Dizaei also became prominent for publicly accusing the Met of racial discrimination against him (he is British-Iranian), giving the right-wing press an easy angle on the whole case — they claim that he “played the race card” and exploited “political correctness gone mad” to avoid being brought to justice.
Who knows how many corrupt and self-interested operators prepared to go to any lengths to defend and extend their own power and influence there are in the upper echelons of police forces in Britain? And while Dizaei’s own claims of racial discrimination may have had ulterior motives, we also know, from numerous recent exposés, that racism and bigotry are still rife throughout the police.
No police officer found guilty of corruption is ever “just one rotten apple”; the entire institution is rotten.
The police are not a neutral body, existing to protect the interests and welfare of “the public”. Rather, they are a partially-armed force in the service of the state, and the class that rules that state. It is their interests they exist to defend.
Anyone who has ever come into contact with the police on a demonstration or picket line will understand the truth of that. The existence throughout the police force of corruption and bigotry of all kinds is no accident.
Clearly, to demand that the police is “abolished” overnight makes no sense (who should abolish it?) but neither is it sufficient to simply demand the “democratisation” of the existing police force.
Greater formal accountability over the existing force would certainly be a step forward, but a workers' government — a government based on and accountable to working-class organisations and through which those organisations could democratically manage and plan society — would go further; it would seek to break up the machinery of the capitalist state.

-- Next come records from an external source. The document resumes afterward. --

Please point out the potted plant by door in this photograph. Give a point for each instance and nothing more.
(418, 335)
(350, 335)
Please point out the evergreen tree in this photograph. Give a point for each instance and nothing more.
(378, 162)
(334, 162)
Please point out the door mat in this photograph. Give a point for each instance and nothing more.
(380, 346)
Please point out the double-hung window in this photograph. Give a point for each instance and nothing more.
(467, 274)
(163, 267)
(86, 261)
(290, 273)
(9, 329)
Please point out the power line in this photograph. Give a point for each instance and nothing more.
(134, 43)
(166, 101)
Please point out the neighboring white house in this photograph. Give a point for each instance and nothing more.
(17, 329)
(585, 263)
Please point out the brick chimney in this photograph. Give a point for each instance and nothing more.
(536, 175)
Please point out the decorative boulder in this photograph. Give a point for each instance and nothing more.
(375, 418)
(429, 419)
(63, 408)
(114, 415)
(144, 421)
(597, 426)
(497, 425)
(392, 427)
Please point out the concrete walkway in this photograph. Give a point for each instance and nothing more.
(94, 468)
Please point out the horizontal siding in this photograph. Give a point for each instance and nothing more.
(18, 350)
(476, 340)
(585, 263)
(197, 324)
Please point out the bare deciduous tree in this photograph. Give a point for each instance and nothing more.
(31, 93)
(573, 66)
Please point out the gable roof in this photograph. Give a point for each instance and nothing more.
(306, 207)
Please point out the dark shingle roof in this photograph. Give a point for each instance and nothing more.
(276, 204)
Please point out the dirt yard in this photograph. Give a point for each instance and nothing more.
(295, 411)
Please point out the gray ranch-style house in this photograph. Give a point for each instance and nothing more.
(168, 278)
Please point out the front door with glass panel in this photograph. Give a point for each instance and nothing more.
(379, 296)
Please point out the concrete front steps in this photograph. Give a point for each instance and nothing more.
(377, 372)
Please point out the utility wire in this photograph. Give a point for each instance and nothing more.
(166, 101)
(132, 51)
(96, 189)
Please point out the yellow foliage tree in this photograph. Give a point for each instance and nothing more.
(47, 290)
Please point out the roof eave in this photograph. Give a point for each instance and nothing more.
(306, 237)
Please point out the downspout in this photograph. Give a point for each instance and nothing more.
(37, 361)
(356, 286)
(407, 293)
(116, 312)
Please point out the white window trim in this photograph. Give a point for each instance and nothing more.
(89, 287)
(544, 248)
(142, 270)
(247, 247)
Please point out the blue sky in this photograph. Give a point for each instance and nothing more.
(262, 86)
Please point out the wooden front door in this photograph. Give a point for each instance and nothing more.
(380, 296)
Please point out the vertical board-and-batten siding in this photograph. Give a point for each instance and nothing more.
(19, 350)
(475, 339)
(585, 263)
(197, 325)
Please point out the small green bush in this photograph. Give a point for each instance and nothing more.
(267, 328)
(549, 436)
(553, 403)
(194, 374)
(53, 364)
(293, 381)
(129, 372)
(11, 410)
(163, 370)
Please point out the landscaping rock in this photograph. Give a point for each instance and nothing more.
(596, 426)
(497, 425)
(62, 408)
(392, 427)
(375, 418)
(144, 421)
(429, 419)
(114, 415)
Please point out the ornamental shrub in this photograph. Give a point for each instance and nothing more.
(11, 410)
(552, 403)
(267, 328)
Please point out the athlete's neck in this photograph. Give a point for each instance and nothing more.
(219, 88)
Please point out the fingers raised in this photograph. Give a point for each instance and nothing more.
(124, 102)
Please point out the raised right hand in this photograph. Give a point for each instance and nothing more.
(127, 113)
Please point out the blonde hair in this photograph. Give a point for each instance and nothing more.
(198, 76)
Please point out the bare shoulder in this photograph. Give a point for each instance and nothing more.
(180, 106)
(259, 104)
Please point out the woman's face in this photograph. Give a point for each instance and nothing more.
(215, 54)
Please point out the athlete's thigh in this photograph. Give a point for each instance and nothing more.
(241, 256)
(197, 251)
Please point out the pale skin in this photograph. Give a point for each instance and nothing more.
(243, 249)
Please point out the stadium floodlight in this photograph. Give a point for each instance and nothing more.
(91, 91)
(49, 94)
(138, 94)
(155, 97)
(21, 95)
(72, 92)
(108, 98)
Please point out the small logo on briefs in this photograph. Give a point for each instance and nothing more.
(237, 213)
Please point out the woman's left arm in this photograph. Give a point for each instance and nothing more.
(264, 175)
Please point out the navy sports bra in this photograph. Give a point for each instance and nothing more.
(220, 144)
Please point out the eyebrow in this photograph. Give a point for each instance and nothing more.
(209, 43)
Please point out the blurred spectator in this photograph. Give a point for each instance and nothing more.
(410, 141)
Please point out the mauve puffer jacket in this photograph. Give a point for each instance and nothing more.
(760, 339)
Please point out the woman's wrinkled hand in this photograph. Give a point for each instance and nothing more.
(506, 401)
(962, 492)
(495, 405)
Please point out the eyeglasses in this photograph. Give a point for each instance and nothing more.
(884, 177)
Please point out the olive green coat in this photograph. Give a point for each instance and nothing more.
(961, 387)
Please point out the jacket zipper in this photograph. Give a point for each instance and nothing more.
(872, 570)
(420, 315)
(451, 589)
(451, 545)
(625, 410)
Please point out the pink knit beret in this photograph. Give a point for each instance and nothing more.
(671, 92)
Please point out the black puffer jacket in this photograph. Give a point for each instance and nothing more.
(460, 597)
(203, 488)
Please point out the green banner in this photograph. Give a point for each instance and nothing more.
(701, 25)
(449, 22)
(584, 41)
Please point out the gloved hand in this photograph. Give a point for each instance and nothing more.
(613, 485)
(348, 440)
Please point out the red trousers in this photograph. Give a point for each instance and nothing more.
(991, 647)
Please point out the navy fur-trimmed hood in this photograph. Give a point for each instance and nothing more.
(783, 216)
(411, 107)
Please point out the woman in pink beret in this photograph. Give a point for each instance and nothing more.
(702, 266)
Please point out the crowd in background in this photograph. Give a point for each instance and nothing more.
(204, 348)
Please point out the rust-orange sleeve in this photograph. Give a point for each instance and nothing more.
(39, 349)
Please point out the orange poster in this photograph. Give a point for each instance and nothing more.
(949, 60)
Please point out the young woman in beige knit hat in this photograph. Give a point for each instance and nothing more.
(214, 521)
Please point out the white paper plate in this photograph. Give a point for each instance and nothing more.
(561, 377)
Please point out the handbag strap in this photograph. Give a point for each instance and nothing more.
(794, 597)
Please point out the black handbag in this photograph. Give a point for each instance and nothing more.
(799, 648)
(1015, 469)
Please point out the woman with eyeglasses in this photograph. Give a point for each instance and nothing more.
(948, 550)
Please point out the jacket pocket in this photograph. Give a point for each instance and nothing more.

Such a government would seek to replace the police with directly accountable local units controlled by elected workers’ councils.
In the immediate term, socialists can positively fight for demands such as the abolition of the political police (Special Branch) as well as MI5 and MI6 and for all the rights and freedoms which the police and capitalists seek to undermine.
We also need to maintain a clear understanding about what the police represent and whose interests they serve; your local bobby helping grannies across the road could be the same person riding you down on a two-tonne horse to use your head for truncheon practice during a strike or demonstration.